8.9 The Panel notes in this connection that the dispute at hand solely relates to the Respondent’s alleged breach of its payment obligation under the Contract and the Agreement.

8.10 The Commentary to Article 14 clarifies, inter alia:

“The definition of just cause and whether just cause exists shall be established in accordance with the merits of each case, In fact, behavior that is a violation of the terms of an employment contract still cannot justify the termination of a contract for just cause. However, should the violation persist for a long time or should many violations be cumulated over a certain period of time, then it is most probable that the breach of contract can reach such a level that the party suffering the breach is entitled to terminate the contract unilaterally. The following examples explain the application of this norm. Example 1: A player has not been paid his salary for over 3 months. Despite having informed the club in default, the club does not settle the amount due. The player notifies the club that he will terminate the

employment relationship with immediate effect. The fact that the player has not received his salary for such a long period of time entitles him to terminate the contract, particularly because persistent noncompliance with the financial terms of the contract could severely endanger the position and existence of the player concerned”.

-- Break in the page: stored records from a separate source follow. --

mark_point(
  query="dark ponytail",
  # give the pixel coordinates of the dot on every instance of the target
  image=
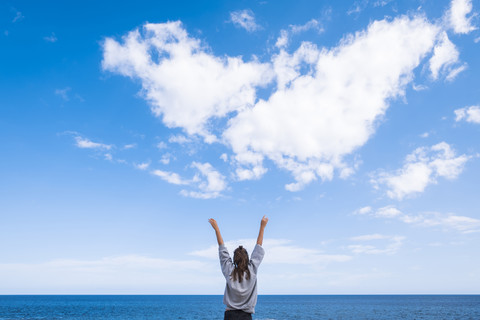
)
(240, 261)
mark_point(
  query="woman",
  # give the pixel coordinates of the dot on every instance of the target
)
(241, 288)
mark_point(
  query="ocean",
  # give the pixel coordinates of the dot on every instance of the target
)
(269, 307)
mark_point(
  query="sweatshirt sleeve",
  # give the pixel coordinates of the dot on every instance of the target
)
(225, 261)
(257, 257)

8.11 The Panel notes that, as mentioned above, it is undisputed that on 28 September 2012, the Respondent paid to the Appellant the amount of EUR 28,075, in which connection the Appellant signed a receipt in the English language stating: “Full settlement of any amount due until 30/9/12. Salary of August and September, airtickets, rents, car etc”. Furthermore, it is undisputed that on 25 January 2013, when the Appellant unilaterally terminated the contractual relationship between the Parties, the Respondent had not yet paid the salaries etc. for the months of October, November and December 2012 to the Appellant.

8.12 Given the absence of disagreement between the Parties over the extent of payments actually received by the Appellant from the Respondent, the Panel finds that it is for the Appellant to discharge the burden of proof to establish that the Respondent committed a breach of their contractual relationship of such a material nature that the Appellant was entitled to terminate their contractual relationship unilaterally with just cause.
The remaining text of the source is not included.